Danny Märtz (rechts) stand in Hockenheim zweimal als Dritter beim Suzuki-Cup auf dem Podium. (Foto: Thomas Haas)
Danny Märtz (rechts) stand in Hockenheim zweimal als Dritter 
beim Suzuki-Cup auf dem Podium. (Foto: Thomas Haas)

Der Motorradrennfahrer Danny Märtz aus Dudenhofen bei Speyer kam als Spitzenreiter vom Suzuki GSX-R 1000 Cup zum Finale nach Hockenheim und wollte seinen zweiten Gesamtsieg nach 2013 erringen.

Der 31-Jährige fuhr am Freitag im ersten freien Training die Bestzeit und belegte im zweiten Training den zweiten Platz. Auch im ersten Zeittraining war der Suzuki-Pilot Schnellster vor Timo Kugler aus der Schweiz.

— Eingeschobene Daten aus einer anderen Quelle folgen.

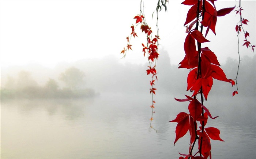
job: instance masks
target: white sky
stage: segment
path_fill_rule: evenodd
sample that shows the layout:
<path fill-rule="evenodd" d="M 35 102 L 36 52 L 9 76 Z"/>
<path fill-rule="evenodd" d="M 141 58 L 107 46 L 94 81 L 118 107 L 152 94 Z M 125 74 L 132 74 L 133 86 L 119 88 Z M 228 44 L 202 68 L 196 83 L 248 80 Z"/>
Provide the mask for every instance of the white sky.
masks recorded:
<path fill-rule="evenodd" d="M 114 55 L 118 58 L 127 45 L 126 37 L 139 13 L 140 0 L 0 0 L 0 62 L 2 69 L 13 65 L 38 63 L 54 67 L 61 61 L 72 62 L 85 58 L 103 58 Z M 182 1 L 170 1 L 168 11 L 162 11 L 158 22 L 161 49 L 169 54 L 171 62 L 177 64 L 183 58 L 185 28 L 183 25 L 189 6 Z M 219 1 L 218 10 L 238 6 L 238 0 Z M 152 15 L 157 0 L 144 0 L 147 22 L 156 34 Z M 243 16 L 250 22 L 245 29 L 249 41 L 255 44 L 255 0 L 242 1 Z M 153 19 L 156 18 L 155 13 Z M 214 52 L 221 64 L 228 56 L 237 57 L 235 27 L 239 17 L 232 12 L 218 17 L 217 36 L 211 32 L 205 43 Z M 132 41 L 133 51 L 120 61 L 144 63 L 141 43 L 145 36 L 138 29 L 140 38 Z M 241 36 L 242 43 L 243 36 Z M 255 53 L 242 47 L 241 55 Z M 160 49 L 160 51 L 161 49 Z M 161 56 L 161 52 L 159 52 Z"/>

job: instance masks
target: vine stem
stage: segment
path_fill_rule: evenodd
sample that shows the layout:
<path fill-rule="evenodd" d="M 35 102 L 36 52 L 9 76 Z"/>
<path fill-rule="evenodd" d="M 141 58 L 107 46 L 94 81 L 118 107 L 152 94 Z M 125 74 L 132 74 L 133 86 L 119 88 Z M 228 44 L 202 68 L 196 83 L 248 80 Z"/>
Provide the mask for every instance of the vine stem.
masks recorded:
<path fill-rule="evenodd" d="M 239 12 L 241 12 L 241 0 L 239 0 Z M 240 13 L 240 19 L 239 20 L 239 26 L 242 26 L 242 14 Z M 244 28 L 242 28 L 242 28 L 243 29 L 243 31 L 244 31 Z M 239 42 L 239 32 L 240 31 L 239 29 L 238 29 L 237 30 L 237 41 L 238 41 L 238 57 L 239 59 L 239 61 L 238 62 L 238 66 L 237 66 L 237 75 L 236 77 L 236 79 L 235 79 L 235 80 L 236 80 L 236 85 L 237 86 L 237 91 L 238 91 L 238 86 L 237 85 L 237 77 L 238 76 L 238 73 L 239 71 L 239 66 L 240 65 L 240 61 L 241 61 L 241 59 L 240 58 L 240 42 Z"/>
<path fill-rule="evenodd" d="M 197 2 L 197 17 L 196 17 L 196 19 L 197 19 L 197 22 L 196 22 L 196 28 L 195 29 L 198 30 L 198 28 L 199 28 L 199 18 L 200 16 L 200 0 L 198 0 L 198 2 Z M 205 9 L 204 9 L 204 4 L 205 4 L 205 0 L 202 0 L 202 19 L 201 20 L 203 20 L 204 19 L 204 12 L 205 12 Z M 203 32 L 203 25 L 201 25 L 200 26 L 200 32 L 201 32 L 201 33 Z M 200 76 L 201 76 L 202 75 L 202 68 L 201 68 L 201 43 L 199 43 L 198 41 L 197 42 L 197 49 L 198 50 L 198 67 L 197 67 L 197 77 L 196 77 L 196 79 L 198 79 Z M 203 90 L 202 88 L 202 87 L 201 87 L 201 88 L 200 88 L 200 95 L 201 96 L 201 104 L 202 105 L 203 105 Z M 196 97 L 196 95 L 195 95 L 194 96 L 194 99 L 195 99 Z M 203 117 L 204 116 L 204 109 L 203 108 L 202 108 L 202 115 Z M 190 150 L 190 152 L 189 152 L 189 155 L 192 155 L 192 152 L 193 151 L 193 149 L 194 148 L 194 146 L 195 145 L 195 142 L 196 142 L 196 140 L 199 139 L 199 138 L 198 136 L 197 135 L 197 133 L 196 132 L 196 122 L 194 122 L 194 126 L 195 127 L 195 140 L 194 141 L 194 142 L 193 143 L 193 144 L 192 145 L 192 147 L 191 147 L 191 149 Z M 203 121 L 202 122 L 202 132 L 203 133 L 204 131 L 204 121 Z M 199 148 L 199 153 L 200 155 L 200 156 L 202 156 L 202 143 L 203 142 L 203 137 L 202 136 L 201 137 L 201 138 L 200 139 L 200 147 Z M 199 142 L 199 140 L 198 141 Z M 188 157 L 188 159 L 190 159 L 190 157 Z"/>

Im Abschlusstraining drehte dann sein stärkster Konkurrent Bálint Kovács aus Ungarn die schnellste Runde vor Timo Kugler sowie Danny Märtz.

Das erste Rennen am Samstagnachmittag

auf dem 3,692 km langen Hockenheimring gewann nach 14 Runden der Schweizer Kugler mit 3,298 Sekunden vor dem Ungar Kovács sowie Danny Märtz, der als Dritter 26,576 Sekunden Rückstand hatte. Im zweiten Lauf am Sonntagmorgen feierte dann der Ungar Kovacs seinen sechsten Saisonsieg mit 5,213 Sekunden vor Kugler und holte sich damit den Gesamtsieg beim Suzuki GSX-R 1000 Cup. Danny Märtz wurde erneut Dritter mit 27,078 Sekunden und holte sich damit den Vizetitel.

Im Gesamtklassement nach elf Läufen holte der Ungar Kovacs 208 Punkte und damit zehn Zähler mehr als Danny Märtz mit 198 Punkten. Nach den Rennen war Danny Märtz zufrieden: „Vom 3. Startplatz aus der ersten Startreihe hatte ich eine gute Ausgangslage. Mein Start war überragend und so konnte ich als Erster in die erste Kurve einbiegen. In der ersten Runde haben wir drei uns an der Spitze sehr stark bekämpft, es hat richtig Spaß gemacht.

Meine beiden Konkurrenten konnten sich Stück für Stück absetzen und ich habe das Podium ins Ziel gebracht. Auch im zweiten Rennen war der Start wieder sehr gut und ich war Zweiter. Danach konnte ich meinen Speed durchweg fahren und habe ein weiteres Mal den dritten Platz ins Ziel gebracht. Die zwei Podestplätze am Wochenende waren super für uns, wir sind sehr happy damit.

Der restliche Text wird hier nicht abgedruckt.